Effect of cooling temperature on deconsolidation and pulling forces in a thermoplastic pultrusion process

Surface finish deficiencies and thermal deconsolidation are common problems in thermoplastic composites pultrusion (TPC pultrusion). These problems occur in general as a result of the improper execution of the cooling process. We have developed an efficient cooling system that is able to precisely control the pultrudate's cooling temperature profile. The aim of this study is to investigate the impact that changing the cooling die temperature profile will have on the thermal deconsolidation behavior and pulling forces in a TPC pultrusion process.

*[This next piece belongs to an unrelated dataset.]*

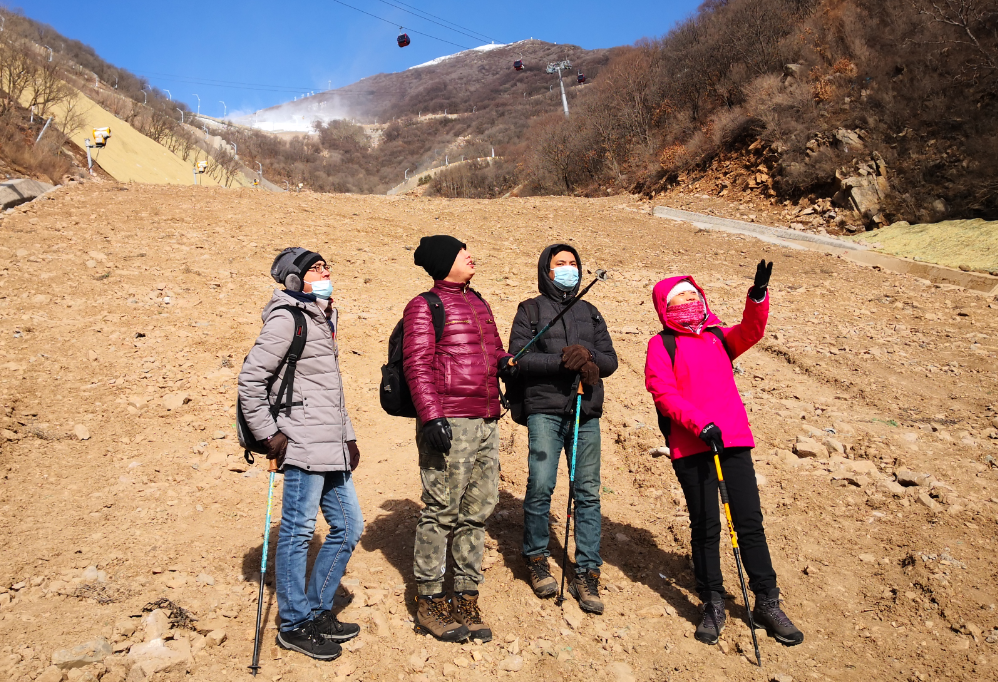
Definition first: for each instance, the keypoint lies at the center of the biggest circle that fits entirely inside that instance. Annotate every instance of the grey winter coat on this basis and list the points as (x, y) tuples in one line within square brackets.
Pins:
[(319, 427)]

C/PEI (Amorphous) and C/PEEK (Semi-crystalline) pultruded rods were pultruded and reprocessed to quantify the adhesion forces during the cooling process. The selected cooling temperatures were in relation to the glass transition and melting temperature, (T-g) and (T-m) respectively. The cooling profiles were characterized by inserting a follow-on thermocouple. Deconsolidation and surface finish quality were assessed through the use of microscopy and by measuring the surface roughness. Lower pulling forces were experienced, and deconsolidation was avoided when the pultrudates were quickly cooled below T-g. For the amorphous PEI polymer, a surface finish (Ra) of 0.72 mu m was achieved when cooling at 100 degrees C below T-g. The best surface finish (Ra = 0.56 mu m) for C/PEEK was achieved at a cooling temperature of 243 degrees C. It is suspected that this cooling temperature promoted fast crystallization. The cooling system was then used during steady-state pultrusion experiments producing 10 m of C/PEI and C/PEEK fully consolidated rods having surface finish Ra value lower than 0.8 mu m. The developed cooling system will create significant new opportunities for the usage of pultruded thermoplastic composites in many fields, including additive manufacturing and composite joining.